To paraphrase James Carville, it's the drugs, Stupid.
Checked-by: Don Beck
At Long Lane, they see no evil, hear no evil
The state's child acvocate, Linda Pearce Prestley, is right to rip the cover
off the conditions teen-agers endure at Long Lane School, the state's
facility for juvenile delinquents.
The institution is utterly medieval. Chaining kids to beds? No sprinkler
system? Has anyone in power contemplated what would happen to these children
if there were a fire?
Prestley, who grew up in Groton, does a service in decrying those conditions
at the school. Many state politicians are publicly agreeing with her, but
don't let them fool you. Those in power have long known about the appalling
conditions at Long Lane for years. Gov. John G. Rowland got a tour of the
facilitry early in his first term. Any number of legislators have also
gotten tours.
So why hasn't anything been done?
Recently, Prestley requested a tour of Long Lane in response to the suicide
of one 15-year-old and subsequent suicide attempts of other teens
incarcerated there. Key to improving conditions, Prestley said, is an
upgrade of mental health services.
She's right. The mental-health services for juveniles could be better at
Long Lane. Practically everything could be better at Long Lane.
But let's get specific.
The vast majority of the juvenile delinquents at Long Lane ere sent there
because they were using drugs, dealing in drugs, or selling drugs. Many also
had alcohol problems.
State officials say 70 percent of male inmates and 85 percent of the female
inmates have a history of drug or alcohol abuse. A University of
Connecticut study estimated that at least 52 percent of the teens in Long
Lane needed drug treatment.
So does Long Lane deal effecticely with the kids' drug involvement?
Nope. The institution has no in-house drug-treatment program.
This, despite the pervasive and proven link in medical literature going back
to 1830 between abuse of alcohol and drugs and suicide attemps.
Given that suicide at Long Lane has landed the facility in the news, the
lack of drug treatment at Long Lane is quite incredible.
So does Long Lane enroll kids in outside drug treatment? Only a handful of
teens get such help, in comparison to the number experiencing drug problems.
Long Lane used to have a cottage where drug treatment of youth could take
place. But it was funded with federal dollars, and when the money ran out,
the program stopped.
Spokesman John Wiltse, of the state Department of Children and Families,
says two of the staff at Long Lane are clinical substance-abuse counselors.
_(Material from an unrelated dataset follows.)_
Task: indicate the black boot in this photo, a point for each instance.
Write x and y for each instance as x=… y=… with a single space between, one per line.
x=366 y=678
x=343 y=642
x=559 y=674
And they will be able to supervise counseling at the institution once other
staff members are trained to be substance-abuse supervisors. Wiltse says
the goal is to have one certified counselor for each eight inmates with
problems. But it would likely take two to three years to certify the staff
members.
So what happens in the meantime?
The youthful inmates with intensive drug problems are referred to
residential facilities outside Long Lane, but that occurs only if HMO's
approve the treatment, Wiltse says. Currently, some 48 inmates out of a
population of 230 are in such programs.
To fail to address drug problems when more then three-quarters of the inmate
population is diagnosed with those issues is bad policy. There's no other
word for it. Even a neophyte with a modicum of common sense could see that
DCF is failing to prescribe a treatment that will deal with the problem. By
doing so, it is ignoring one to the root causes of these young people's
anti-social behavior.
According to Prestley, Long Lane didn't even have Alcoholics Anonymous
meetings or Narcotics Anonymous meetings available to the troubled youth -
meetings which are absolutely free and often effective.
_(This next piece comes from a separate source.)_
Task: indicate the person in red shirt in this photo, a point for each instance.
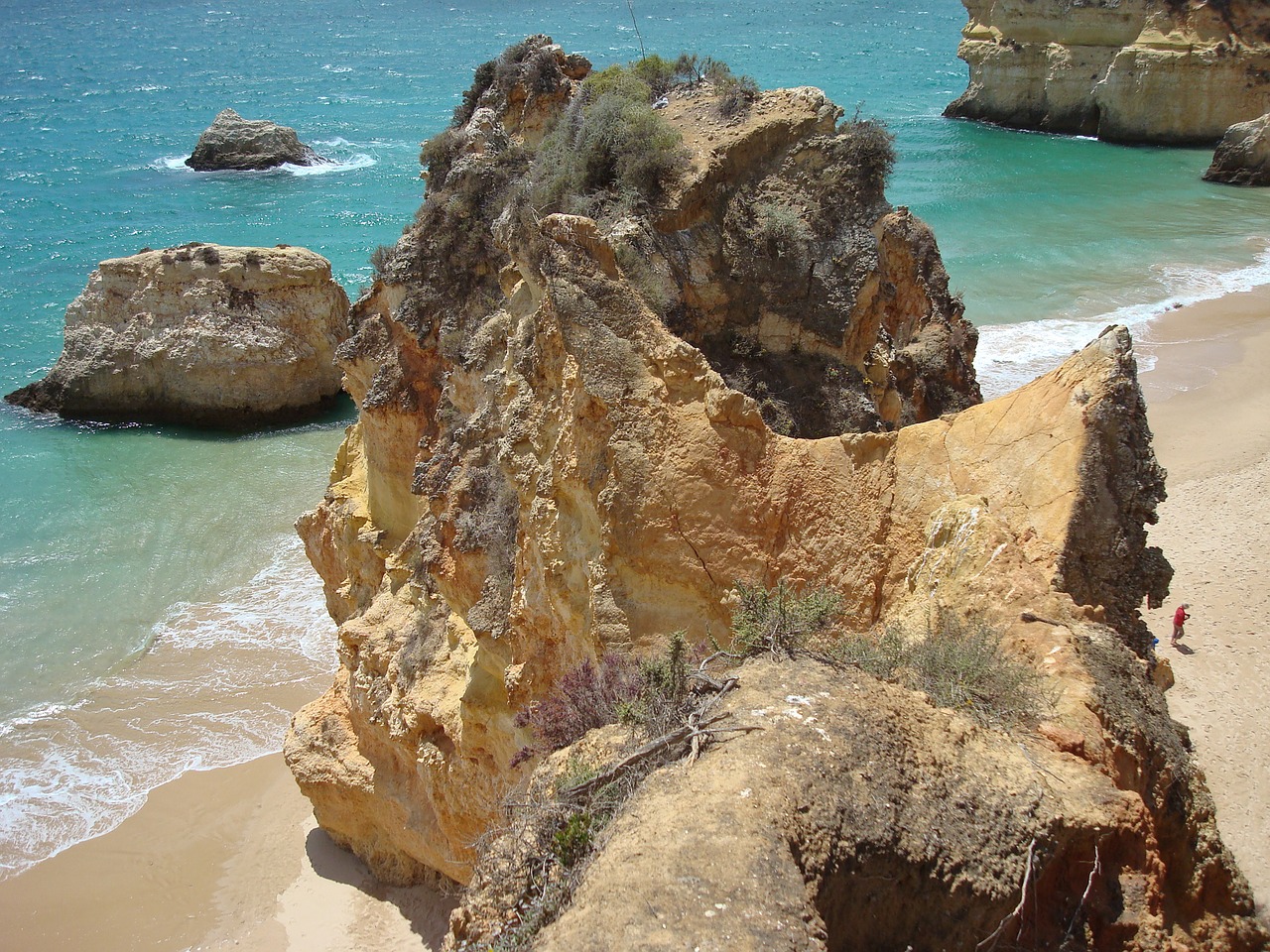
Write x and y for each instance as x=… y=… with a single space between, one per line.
x=1179 y=621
The determined see-no-evil-hear-no-evil attitude concerning the
substance-abuse problem among teens at Long Lane isn't merely short-sighted
on the part of DCF.
Even treating the kids for depression while ignoring the drug abuse in their
backgrounds would be a waste of money. Ignoring the drug problem makes it
more likely, not less, that many at-risk kids at Long lane will continue to
attempt suicide. And some, sadly, may just succeed.
To paraphrase James Carville, it's the drugs, Stupid.